RE: why do we enjoy poetry From the perspective of neuroscience?
January 3, 2019 at 11:13 pm
(This post was last modified: January 4, 2019 at 12:23 am by bennyboy.)
(January 3, 2019 at 5:51 pm)Gae Bolga Wrote: Because they're depressed, in most cases, at least. Yes, depression causes us to act irrationally, yes..depression amplifies our suffering and minimizes our joy, but depression is almost always treatable...so there's no such thing as "permafucked".
I'm not so sure that suicidal impulses represent dysfunction at all. I've been quite engaged with it these days, actually, and my feelings about it are pretty complex. Sometimes, it's just an over-arching sense of bleakness-- that's probably chemistry, and it comes and goes.

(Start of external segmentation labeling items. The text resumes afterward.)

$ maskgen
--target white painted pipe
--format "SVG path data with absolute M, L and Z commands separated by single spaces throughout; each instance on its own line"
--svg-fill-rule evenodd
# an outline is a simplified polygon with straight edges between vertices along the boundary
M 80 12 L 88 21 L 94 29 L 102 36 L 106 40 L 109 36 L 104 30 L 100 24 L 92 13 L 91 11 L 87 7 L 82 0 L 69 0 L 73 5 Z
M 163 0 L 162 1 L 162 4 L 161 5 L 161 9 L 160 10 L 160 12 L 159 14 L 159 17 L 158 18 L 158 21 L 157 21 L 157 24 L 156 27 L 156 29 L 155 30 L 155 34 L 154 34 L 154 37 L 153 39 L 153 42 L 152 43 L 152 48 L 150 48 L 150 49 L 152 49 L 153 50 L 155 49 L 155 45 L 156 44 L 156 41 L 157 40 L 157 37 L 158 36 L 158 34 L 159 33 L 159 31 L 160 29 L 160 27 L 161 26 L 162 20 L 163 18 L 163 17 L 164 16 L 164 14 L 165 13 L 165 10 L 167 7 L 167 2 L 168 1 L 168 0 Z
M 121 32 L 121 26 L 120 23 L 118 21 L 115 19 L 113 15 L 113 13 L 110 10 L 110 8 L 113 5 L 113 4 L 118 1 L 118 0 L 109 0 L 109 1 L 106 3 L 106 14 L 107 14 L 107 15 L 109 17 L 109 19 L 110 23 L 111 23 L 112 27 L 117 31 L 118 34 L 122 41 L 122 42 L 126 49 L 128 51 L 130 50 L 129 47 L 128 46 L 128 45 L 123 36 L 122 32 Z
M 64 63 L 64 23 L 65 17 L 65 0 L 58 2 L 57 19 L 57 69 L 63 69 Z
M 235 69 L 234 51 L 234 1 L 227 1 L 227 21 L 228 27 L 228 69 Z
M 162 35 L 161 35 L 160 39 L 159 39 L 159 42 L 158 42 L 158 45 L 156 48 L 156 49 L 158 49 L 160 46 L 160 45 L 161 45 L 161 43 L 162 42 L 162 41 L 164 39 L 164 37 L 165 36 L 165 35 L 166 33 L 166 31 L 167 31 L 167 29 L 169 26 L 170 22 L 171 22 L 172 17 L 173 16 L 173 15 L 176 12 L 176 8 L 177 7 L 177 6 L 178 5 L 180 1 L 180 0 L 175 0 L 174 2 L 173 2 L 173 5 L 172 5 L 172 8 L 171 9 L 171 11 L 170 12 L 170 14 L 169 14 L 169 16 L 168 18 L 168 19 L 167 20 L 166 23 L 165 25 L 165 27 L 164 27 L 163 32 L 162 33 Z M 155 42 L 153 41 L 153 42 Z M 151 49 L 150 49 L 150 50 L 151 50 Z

But sometimes it doesn't feel like that at all-- it feels like a pronounced clarity-- a general philosophical understanding of mortality, maybe mixed with ideas about determinism, about the mythological nature of the idea of self, and so on. My experiences with knockout drugs in surgery certainly informed me a lot on what mind is or isn't, as well.
When I say "permafucked," I'm not talking about inescapable suffering. I'm talking about the narrative of the self, and cracks in the mythology of it. There's maybe a sense of transplantation-- that one's own narrative and the Cosmic narrative are at odds, and that there's something intrinsically not-belonging in that.
Depression is a very hard thing even to define. Even though it's mainly rooted in chemistry, it's the way that manifests in the way ideas form at the conscious level that are the real killer, not the anhedonic feelings. (in my opinion at least) But it's maybe a call to choose either red or blue, rather than crossed wires, methinks.